In order to further her argument, Mel then published in full the memo from which she quotes John Loftus. It's incredibly lengthy, so I'll leave it to Glenn Greenwald from Salon to sum it up:

On her blog today, Phillips expounds on her article by printing a lengthy Memorandum which claims that: (a) John Negroponte is persecuting various groups which are trying to bring the WMD conspiracy to light because (b) Negroponte is part of what they call the "Red Team" in the U.S. government, which is exceedingly loyal to China, which is crucial given that (c) the stolen-WMD-plot involved the subsequent transfer of "Saddam's WMD technology to Syria and Iran" and that all happened (d) "because the Chinese Army created an international consortium of rogue states to develop the Islamic Bomb" (and Negroponte, it implies, is concealing that by persecuting these groups because he is an agent of China).

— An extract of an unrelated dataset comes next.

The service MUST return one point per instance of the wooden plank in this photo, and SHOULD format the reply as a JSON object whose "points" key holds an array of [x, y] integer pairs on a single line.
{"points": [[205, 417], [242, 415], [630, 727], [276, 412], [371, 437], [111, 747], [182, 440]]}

John Loftus shares a world-view with Melanie Philips. He too believes that al-Qaida, Hamas, etc are the new Arab equivalent of the Nazis, and that a second Holocaust is a real possibility. One has to wonder if this apparent group-think, with Philips apparently believing anyone as long as they share her own unshakable ideology (Dave Gaubatz now runs a website dedicated to keeping tabs on Muslims across America, and heads a group amusingly called SANE, which in its mission statement says it stands for "A strong commitment to preserve and to protect America’s Judeo-Christian content and moral grounding", which is almost exactly what Mel claims to be doing here in poor Blighty) is what is really behind this phenomenal exclusive. To Mel, anyone who believes that the moral decay in society is a result of multiculturalism and the supposed loosening of our Judeo-Christian shared values is worthy of supporting, even if they come up with such ignorant, conspiratorial, paranoid rot as the above.

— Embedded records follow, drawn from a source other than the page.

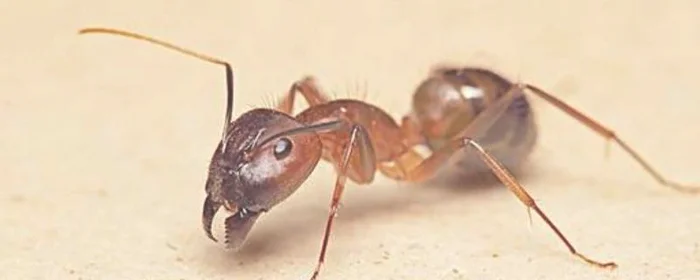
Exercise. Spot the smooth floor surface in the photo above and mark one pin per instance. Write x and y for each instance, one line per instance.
(106, 141)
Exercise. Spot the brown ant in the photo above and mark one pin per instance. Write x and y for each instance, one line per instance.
(265, 155)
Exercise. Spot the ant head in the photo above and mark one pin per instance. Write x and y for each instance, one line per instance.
(260, 165)
(446, 102)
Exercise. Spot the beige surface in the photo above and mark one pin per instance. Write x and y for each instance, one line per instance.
(105, 141)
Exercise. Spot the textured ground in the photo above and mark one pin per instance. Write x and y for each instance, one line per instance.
(105, 141)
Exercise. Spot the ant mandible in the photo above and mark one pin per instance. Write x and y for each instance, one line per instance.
(265, 155)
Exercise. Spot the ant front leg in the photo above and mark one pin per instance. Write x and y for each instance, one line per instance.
(428, 167)
(359, 141)
(308, 88)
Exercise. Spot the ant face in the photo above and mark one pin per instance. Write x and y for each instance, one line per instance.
(260, 167)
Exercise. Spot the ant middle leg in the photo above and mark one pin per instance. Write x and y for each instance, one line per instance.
(427, 167)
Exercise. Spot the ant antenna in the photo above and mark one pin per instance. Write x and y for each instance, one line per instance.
(229, 71)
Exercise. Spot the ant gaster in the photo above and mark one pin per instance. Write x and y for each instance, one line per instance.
(265, 155)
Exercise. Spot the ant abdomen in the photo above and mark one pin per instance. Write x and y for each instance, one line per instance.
(451, 99)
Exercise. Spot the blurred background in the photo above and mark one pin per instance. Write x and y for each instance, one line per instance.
(106, 140)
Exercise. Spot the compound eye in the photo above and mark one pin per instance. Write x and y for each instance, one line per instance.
(282, 148)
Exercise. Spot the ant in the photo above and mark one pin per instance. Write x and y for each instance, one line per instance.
(266, 154)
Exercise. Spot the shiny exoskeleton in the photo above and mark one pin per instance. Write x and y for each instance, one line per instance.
(265, 155)
(450, 100)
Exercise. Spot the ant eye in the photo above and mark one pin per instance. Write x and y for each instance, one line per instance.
(283, 148)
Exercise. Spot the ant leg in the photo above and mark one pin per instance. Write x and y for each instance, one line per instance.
(359, 139)
(430, 165)
(308, 88)
(610, 135)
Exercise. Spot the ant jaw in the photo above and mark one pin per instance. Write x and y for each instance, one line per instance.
(208, 212)
(238, 226)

As instructive as this is in measuring Mel's sanity, it's also illustrative of the malaise affecting the neo-con right. Its war has become a disaster worse than even the most pessimistic opponent could have predicted, yet it's still so obsessed with proving its righteousness that it will turn to the most improbable and laughable claims and demand that they be investigated. It draws upon on the slightest clink of light, the never completely debunked although daft theory that the weapons were moved into Syria before or after the war, and is willing to believe any construct which takes advantage of it.

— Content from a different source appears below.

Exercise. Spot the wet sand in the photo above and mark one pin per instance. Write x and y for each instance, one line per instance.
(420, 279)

And it isn't just on this that they're completely opportunistic. From the second that the first news came from Virginia that Cho had gone his rampage, right-wing bloggers have been desperate to try and link his anger to Islam. Mel's friend Gaubatz did exactly this. So did Debbie Schlussel, who runs what I can only describe as possibly the worst blog I've seen since Little Green Footballs. This all links back to another spree-killer, who just happened to be Muslim, who committed "extroverted suicide" in a mall in Salt Lake City. His apparent martyrdom is explained to us by... Gaubatz.

Mel then keeps what can only be described as good company. She does at least try somewhat to cover her back, mentioning in each article that she doesn't know whether the allegations of Gaubatz and Loftus are true, and tries and fails to self-deprecate at the beginning:

You may be tempted to dismiss this as yet another dodgy claim from a warmongering lackey of the world Zionist neocon conspiracy giving credence to yet another crank pushing US propaganda. If so, perhaps you might pause before throwing this article at the cat. Mr Gaubatz is not some marginal figure. He’s pretty well as near to the horse’s mouth as you can get.

Mel is far too dismissive of herself. She's not a lackey, she's one of the arch propagandists in this country for the neo-con world outlook. She might object to us calling her mad, but we ought to take her no-nonsense, politically correctness-baiting attitude and throw it back at her. Why call a mad animal that looks like a duck, quacks like a duck and walks like a duck anything other than a mad duck?